Ее губы слегка разомкнулись, касаясь ствола, задержались на секунду.

И снова отстранилась.

– Ну как? – С усмешкой спросил я. – Как он тебе?

Думал промолчит. Скромница Марианна.

Но она вскинула глаза и тихо-тихо ответила:

– Нежный. Он нежный.

Ого! Ого-го! В голову ударила кровь, член рванулся к ней так, словно планировал порвать ее сам, без моего участия. Еле удержал, сжав у корня. Провел гладкой головкой по губам, налившейся, разбухшей. Ну открой ротик, Марька, только открой, мы-то тебя таааааааааааак накачаем…

– Давай… – голос был сиплым, перед глазами плыли круги. – Теперь язычком.

Она высунула кончик языка и провела им, задев уздечку. В позвоночник будто шокер воткнули!

– Еще! – Прохрипел, с трудом выталкивая слова из сжатой глотки. – Как мороженое облизываешь… или что угодно. Лижи.

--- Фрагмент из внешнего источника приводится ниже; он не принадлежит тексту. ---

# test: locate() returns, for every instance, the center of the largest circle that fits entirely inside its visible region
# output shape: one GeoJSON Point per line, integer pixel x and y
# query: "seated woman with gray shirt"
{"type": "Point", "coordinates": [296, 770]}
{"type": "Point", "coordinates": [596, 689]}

До одури горячий нежный язычок уже медленнее проскользил по головке, завернулся вокруг нее и снова спрятался между розовых губ.

Сука, она что – издевается?!

– Высунь язык! Открой рот и высунь язык!

Она послушалась, не споря. Но и глаза больше не поднимала. Мне хватало и так. Держа крепко, чтобы не сорваться и не затолкать пульсирующий орган ей в глотку по самые яйца, коснулся головкой кончика языка и проскользил дальше, внутрь по нежному горячему пути.